General characteristics
- Type: Research vessel
- Tonnage: 3,180 GT; 960 NT;
- Displacement: 2.920 t (2.874 long tons) full load; 2.466 t (2.427 long tons) standard;
- Length: 93 m (305 ft 1 in) LOA; 82 m (269 ft 0 in) LPP;
- Beam: 15.2 m (49 ft 10 in) (molded)
- Draught: 6.2 m (20 ft 4 in) full load
- Propulsion: Main diesel driven propulsion generators, 1,800 kW (2,400 bhp); auxiliary gas turbine driven propulsion generator, 967 kW (1,297 bhp)/400 kW (540 bhp); main generators:; 2 x diesel engines Grandi Motori Trieste GMT B-230.12, silenced, 1,890 kW (2,530 bhp) each ; 2 x main generators [AEG] Type DKBL 634/06 1,799 kW (2,412 bhp); auxiliary generators:; 1 x TAG Kongsberg KG2-3C, 1,430 kW (1,920 bhp) ; 1 x auxiliary generator AEG Type DKBH 4504/04, dual rated 967 kW (1,297 bhp)/400 kW (540 bhp); electric propulsion engines:; 2 x electric engines MEP SAM Electronic (ex-AEG) GC312/128/8 KZ 90/24, 1,470 kW (1,970 bhp); ship service engines:; 3 x diesel engine generators Isotta Fraschini ID36-SS-6V (silenced), 480 kW (640 bhp) each; 2 x propeller ; 1 x bow thruster;
- Speed: 16.3 knots (30.2 km/h; 18.8 mph) (sustained speed)
- Range: 9,450 nmi (17,500 km; 10,870 mi) at 11.5 knots (21.3 km/h; 13.2 mph) (Fuel consumption = approx. 8 tons per 24 hours of economical steaming at 16.3 knots (30.2 km/h; 18.8 mph). 5 tons per 24 hours of low speed scientific operations)
- Endurance: 30 days, port to port
- Complement: 69, of which:; 44 crew, of which 5 officials (accommodations in 5 single suites, 1 single cabin and 19 double cabins); 25 scientists (accommodations in 1 single suite, 16 single cabins and 4 double cabins);
- Sensors & processing systems: 2 x navigation radar Kelvin Hughes Nucleus 6000 (X and S band); Kongsberg K-Bridge INBS; Kongsberg MDM 400 Marine Data Management system; [ELAC SONAR] Echo sounder LAZ5100;
- Notes: ; fuel capacity: 315 m3; fresh water capacity: 100 t (98 long tons); 4 x cranes: 2 each of 5t SWL with 13m outreach, 2 each of 2t SWL of 10m outreach ; 2 x ‘A-frames, 1 forward 16t SWL, 1 aft 10t SWL (50t snap load) ; 2 x towing winches – 20t @ 12 knots ; 2 x diesel jet drive rigid inflatable workboats (RHIB): Delta/Yanmar TD 730 hp (540 kW) and MST/Volvo Delta TD 190 hp (140 kW);

= Italian ship Alliance =

NATO research ship built in 1988

Alliance (A5345) is a research vessel owned by NATO and operated by the Marina Militare as a NATO research vessel and owned by the CMRE – Centre for Maritime Research and Experimentation, in La Spezia, Italy. Alliance has the status of an auxiliary ship of the Marina Militare.

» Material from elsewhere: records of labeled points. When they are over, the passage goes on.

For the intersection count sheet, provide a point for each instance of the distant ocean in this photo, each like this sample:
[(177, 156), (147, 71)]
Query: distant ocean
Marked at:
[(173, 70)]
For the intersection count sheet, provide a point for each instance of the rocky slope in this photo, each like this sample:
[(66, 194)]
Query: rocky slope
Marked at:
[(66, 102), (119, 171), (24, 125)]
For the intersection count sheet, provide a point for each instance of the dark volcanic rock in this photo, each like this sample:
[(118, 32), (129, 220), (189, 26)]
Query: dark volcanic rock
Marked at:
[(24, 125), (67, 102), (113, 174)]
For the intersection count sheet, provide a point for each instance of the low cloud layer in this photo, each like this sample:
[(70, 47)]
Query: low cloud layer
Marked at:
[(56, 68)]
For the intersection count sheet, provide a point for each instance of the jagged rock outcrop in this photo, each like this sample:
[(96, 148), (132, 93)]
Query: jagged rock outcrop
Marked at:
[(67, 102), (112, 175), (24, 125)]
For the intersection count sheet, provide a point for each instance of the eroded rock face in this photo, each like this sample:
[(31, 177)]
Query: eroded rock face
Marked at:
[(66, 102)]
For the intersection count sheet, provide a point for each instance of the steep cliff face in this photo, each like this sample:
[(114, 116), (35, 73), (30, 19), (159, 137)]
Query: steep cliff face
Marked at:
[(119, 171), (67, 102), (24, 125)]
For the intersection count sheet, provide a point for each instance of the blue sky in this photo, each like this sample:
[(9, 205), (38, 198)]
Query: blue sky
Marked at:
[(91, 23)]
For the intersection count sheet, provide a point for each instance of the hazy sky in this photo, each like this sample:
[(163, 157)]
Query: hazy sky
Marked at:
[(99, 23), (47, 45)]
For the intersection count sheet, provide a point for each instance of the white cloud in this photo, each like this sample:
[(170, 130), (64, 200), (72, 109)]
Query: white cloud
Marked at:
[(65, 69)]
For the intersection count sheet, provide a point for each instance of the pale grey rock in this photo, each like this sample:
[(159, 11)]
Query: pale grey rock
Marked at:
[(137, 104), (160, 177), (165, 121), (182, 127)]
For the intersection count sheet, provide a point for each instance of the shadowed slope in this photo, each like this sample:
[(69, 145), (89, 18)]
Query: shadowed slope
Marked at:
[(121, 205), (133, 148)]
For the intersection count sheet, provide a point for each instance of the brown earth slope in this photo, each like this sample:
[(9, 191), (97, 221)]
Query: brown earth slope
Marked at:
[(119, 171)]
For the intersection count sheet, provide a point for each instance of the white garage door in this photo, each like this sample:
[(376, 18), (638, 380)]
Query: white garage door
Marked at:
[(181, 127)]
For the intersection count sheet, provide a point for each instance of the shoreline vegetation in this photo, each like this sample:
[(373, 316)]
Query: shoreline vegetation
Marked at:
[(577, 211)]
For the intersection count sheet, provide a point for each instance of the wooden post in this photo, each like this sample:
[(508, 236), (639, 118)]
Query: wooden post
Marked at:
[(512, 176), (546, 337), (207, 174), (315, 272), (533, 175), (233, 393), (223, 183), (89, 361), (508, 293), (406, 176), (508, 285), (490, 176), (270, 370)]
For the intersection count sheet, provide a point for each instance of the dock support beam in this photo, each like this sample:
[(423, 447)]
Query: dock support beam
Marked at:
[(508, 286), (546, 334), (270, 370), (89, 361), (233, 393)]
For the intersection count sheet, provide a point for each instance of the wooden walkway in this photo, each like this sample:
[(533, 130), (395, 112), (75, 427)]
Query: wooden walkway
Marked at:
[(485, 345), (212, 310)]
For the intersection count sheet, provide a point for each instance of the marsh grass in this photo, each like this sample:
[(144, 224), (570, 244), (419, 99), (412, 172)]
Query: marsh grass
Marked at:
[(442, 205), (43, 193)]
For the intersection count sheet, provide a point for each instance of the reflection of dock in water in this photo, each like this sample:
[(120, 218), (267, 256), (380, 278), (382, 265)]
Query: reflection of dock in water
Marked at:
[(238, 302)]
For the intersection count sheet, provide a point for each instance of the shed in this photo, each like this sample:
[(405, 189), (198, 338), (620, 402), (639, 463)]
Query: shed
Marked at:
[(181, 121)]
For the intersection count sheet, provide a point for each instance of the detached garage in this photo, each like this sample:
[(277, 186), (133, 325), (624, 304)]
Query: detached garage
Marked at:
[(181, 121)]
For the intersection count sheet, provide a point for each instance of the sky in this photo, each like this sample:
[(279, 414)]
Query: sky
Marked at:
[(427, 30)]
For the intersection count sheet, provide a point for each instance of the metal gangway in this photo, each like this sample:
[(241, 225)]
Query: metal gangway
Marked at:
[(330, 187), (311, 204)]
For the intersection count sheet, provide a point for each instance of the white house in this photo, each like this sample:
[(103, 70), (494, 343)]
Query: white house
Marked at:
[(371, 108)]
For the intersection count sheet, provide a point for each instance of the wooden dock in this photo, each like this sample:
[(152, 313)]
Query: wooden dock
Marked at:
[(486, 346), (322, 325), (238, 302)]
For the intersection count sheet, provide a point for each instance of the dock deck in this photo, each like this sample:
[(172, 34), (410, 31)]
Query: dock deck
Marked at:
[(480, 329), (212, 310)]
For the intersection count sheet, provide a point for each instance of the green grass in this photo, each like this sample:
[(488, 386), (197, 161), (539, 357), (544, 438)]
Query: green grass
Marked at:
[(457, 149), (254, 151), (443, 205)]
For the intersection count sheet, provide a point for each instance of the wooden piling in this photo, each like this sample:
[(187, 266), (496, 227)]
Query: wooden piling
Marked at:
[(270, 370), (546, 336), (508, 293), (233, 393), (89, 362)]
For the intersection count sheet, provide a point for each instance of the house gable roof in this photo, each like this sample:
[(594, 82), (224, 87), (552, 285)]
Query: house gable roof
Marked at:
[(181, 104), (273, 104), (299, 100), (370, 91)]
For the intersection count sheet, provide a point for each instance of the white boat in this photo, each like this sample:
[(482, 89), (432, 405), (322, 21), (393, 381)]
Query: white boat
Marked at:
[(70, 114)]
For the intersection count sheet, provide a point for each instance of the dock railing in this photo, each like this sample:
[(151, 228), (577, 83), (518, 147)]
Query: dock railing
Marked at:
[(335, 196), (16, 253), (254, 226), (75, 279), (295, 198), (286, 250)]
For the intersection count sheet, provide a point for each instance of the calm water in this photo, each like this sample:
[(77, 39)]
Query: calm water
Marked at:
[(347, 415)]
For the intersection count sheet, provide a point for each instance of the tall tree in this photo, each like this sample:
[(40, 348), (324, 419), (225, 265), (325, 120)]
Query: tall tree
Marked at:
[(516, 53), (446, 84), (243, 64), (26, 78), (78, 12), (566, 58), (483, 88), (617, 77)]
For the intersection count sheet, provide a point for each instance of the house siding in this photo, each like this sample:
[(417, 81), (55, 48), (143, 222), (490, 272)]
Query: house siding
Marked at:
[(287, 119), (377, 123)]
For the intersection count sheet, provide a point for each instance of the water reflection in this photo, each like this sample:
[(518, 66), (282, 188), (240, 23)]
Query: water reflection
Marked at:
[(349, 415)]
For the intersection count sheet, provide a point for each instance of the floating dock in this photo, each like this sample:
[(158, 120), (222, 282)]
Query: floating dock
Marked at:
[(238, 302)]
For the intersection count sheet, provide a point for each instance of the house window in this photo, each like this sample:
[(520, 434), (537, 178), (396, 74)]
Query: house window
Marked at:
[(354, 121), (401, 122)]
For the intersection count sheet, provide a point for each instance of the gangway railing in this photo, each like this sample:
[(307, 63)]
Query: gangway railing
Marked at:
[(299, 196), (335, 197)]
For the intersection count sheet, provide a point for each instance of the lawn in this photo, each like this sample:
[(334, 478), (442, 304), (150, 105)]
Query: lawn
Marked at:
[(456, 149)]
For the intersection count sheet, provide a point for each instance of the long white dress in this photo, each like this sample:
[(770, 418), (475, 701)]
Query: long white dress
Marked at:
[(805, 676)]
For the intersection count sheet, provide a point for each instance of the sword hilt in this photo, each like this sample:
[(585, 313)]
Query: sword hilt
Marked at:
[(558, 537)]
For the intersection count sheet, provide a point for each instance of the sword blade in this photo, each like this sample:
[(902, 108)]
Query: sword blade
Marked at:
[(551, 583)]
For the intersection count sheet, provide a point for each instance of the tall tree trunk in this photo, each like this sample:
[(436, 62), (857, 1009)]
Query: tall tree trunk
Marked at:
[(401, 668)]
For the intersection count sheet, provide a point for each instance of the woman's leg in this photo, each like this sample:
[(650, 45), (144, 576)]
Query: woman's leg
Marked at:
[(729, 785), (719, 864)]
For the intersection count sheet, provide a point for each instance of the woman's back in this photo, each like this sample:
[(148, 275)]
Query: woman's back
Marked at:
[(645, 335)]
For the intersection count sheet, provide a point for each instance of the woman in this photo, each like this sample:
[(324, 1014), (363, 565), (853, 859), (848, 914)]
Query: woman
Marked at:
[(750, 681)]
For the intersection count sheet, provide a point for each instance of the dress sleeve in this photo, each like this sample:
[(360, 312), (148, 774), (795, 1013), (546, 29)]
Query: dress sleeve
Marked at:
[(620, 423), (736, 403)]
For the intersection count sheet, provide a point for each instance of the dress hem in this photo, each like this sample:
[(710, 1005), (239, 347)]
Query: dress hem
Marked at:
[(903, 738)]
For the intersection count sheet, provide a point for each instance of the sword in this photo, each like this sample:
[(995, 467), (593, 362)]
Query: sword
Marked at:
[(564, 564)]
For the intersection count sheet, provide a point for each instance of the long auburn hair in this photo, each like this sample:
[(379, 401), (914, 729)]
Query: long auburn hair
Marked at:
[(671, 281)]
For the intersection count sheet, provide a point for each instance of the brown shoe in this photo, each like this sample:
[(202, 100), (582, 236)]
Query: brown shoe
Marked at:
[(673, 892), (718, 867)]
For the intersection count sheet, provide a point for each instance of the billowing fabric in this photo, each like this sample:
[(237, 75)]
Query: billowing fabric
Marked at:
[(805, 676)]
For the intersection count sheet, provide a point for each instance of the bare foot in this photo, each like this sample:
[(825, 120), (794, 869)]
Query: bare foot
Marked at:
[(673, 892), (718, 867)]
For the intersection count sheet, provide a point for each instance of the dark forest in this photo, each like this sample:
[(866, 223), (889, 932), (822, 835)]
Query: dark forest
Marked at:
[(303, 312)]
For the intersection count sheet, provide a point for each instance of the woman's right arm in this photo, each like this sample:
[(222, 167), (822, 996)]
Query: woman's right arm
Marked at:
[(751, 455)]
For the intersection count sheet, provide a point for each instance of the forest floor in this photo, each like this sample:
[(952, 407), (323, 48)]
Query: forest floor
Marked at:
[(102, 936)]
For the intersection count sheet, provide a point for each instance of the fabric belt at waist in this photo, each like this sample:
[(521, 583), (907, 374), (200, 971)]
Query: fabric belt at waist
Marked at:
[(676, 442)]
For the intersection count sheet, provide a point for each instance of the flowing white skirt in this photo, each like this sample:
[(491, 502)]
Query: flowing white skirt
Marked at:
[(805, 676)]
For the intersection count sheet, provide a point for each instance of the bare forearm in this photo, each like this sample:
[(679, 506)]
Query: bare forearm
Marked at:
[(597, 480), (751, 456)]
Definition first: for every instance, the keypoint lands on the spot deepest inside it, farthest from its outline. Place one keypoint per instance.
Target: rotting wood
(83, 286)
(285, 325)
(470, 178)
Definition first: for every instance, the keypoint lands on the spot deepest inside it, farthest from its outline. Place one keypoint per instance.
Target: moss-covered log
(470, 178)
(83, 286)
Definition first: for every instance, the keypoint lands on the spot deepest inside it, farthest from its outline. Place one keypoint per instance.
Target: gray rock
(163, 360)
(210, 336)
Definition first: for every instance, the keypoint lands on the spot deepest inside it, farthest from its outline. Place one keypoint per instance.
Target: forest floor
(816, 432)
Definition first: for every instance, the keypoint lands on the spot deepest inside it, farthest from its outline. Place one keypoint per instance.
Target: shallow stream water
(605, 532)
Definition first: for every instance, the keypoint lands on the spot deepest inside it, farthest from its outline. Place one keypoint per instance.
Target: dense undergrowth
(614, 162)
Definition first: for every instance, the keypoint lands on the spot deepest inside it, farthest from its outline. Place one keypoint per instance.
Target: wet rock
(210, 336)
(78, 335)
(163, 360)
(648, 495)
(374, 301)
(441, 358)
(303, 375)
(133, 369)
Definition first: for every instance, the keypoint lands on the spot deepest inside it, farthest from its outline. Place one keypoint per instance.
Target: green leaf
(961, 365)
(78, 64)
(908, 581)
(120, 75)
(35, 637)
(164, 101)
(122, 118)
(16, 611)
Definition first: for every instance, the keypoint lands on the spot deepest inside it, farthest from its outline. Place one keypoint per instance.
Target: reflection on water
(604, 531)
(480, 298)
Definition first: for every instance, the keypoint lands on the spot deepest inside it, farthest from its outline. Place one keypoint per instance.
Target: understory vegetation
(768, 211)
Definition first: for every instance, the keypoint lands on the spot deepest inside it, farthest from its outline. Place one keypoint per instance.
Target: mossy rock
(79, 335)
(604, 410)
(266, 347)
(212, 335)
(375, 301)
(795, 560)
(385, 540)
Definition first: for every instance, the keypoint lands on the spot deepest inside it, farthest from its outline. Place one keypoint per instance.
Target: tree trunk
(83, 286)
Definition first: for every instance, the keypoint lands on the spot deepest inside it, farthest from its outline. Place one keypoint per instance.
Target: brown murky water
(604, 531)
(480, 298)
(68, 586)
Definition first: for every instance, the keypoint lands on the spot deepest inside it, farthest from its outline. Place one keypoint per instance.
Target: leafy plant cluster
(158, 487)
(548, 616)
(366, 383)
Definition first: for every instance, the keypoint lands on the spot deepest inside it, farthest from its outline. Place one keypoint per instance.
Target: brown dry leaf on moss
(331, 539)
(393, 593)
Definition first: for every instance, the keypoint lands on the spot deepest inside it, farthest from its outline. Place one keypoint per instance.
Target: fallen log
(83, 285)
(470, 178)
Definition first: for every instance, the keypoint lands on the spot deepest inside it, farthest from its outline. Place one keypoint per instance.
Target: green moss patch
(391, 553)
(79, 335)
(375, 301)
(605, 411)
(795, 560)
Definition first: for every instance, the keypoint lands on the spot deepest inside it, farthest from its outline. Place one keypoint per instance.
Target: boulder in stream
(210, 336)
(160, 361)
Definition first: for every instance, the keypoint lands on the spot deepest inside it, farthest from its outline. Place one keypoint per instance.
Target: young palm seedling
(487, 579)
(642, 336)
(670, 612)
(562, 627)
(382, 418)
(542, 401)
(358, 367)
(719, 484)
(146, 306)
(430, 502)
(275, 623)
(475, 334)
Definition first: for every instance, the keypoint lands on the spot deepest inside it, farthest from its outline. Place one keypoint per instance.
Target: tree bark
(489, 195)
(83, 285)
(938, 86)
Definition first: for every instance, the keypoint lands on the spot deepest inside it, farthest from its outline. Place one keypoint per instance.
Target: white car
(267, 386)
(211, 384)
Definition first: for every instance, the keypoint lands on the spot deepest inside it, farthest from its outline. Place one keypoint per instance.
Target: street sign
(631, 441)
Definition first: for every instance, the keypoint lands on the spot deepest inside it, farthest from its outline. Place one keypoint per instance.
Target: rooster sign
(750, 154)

The function of the Alliance is to conduct a wide range of acoustic, oceanographic research and engineering technology tasks on behalf of NATO, Marina Militare and third party organizations when 'on hire' for charters in global waters. The design and construction of the vessel was done to create a versatile research platform that is adaptable to the Centre's needs and reduce noise output to the lowest possible level in order to minimize interference with research work.

== History ==
Commissioned on 15 April 1988 to SACLANT (Undersea Research Centre – SACLANTCEN, then named NATO Underwater Research Centre – NURC and now CMRE – Centre for Maritime Research and Experimentation) of La Spezia, under the German flag.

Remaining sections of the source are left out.